L’un des aspects dégagés est celui de l’utilisation d’un nouveau type de langage, celui du
corps. Il est décrit comme un savoir, acquis progressivement, il est basé sur une observation
minutieuse, une attention, une vigilance, non dénuées parfois d’interprétations et de
projections. Par ailleurs, le rapport avec la famille est décrit comme primordial, non
uniquement dans le processus décisionnel. Il s’agit en effet de prendre soin également des
proches. De plus, le regard institutionnel, la réponse sociale sont importants, dans le sens où
ils donnent une place à celui qui est soigné, le définissant, en écho aux conceptions de la
plupart des soignants, comme une personne, ayant une dignité et ayant droit au respect. Enfin,
ces patients ne sont pas considérés par les soignants comme étant en fin de vie. La prise de
décision à leur sujet est toujours voulue comme résultant d’une procédure collégiale, incluant
la famille, en considérant la juste proportion entre les avantages et les désavantages des
décisions. Le soin a pour visée le confort.
Ces considérations s’incluent dans un vaste débat. Il rappelle l’incertitude qui existe au
sujet du diagnostic, du pronostic et de la notion de conscience. Ce débat s’étend aussi du
caractère sacré de toute vie humaine à la notion de mort néocorticale. Le statut de personne
pour les patients en état végétatif chronique est pour certains auteurs mis en cause.

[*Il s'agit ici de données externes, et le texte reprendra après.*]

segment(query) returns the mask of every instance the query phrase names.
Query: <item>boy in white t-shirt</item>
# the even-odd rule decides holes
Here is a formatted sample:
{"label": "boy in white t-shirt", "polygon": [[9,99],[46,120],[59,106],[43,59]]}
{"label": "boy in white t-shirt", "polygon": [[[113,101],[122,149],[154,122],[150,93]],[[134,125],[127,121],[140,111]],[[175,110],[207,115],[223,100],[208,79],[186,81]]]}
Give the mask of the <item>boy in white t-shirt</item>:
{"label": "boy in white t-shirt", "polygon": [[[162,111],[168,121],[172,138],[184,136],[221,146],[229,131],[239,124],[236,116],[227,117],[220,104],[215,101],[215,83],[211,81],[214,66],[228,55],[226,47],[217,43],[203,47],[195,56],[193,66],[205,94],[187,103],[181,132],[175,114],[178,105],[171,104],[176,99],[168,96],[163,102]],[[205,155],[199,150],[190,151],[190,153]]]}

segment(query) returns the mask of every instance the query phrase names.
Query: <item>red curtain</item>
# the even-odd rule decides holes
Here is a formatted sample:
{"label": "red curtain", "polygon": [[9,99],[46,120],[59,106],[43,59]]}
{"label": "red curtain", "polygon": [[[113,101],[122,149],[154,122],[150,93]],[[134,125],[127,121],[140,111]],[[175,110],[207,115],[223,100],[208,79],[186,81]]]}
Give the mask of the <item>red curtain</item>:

L’alimentation et l’hydratation artificielle sont considérées soit comme un soin de base, soit
comme traitement pouvant être interrompu. La prise de décision et la proportionnalité des
soins sont discutées.
En entretenant une relation basée sur le langage du corps et le soin envers la famille,
soutenu par le travail en équipe et le regard collectif, la plupart des soignants interrogés font
leur, dans le discours, la conception du Comité Consultatif National d’Ethique, selon lequel
les patients en état végétatif chronique sont « des êtres humains ayant d’autant plus droit au
respect dû à la personne humaine qu’ils se trouvent en état de grande fragilité ». Au-delà du
discours parfois entendu, les soignants tissent et entretiennent avec chaque patient, considéré
comme une personne à part entière, une relation singulière, unique.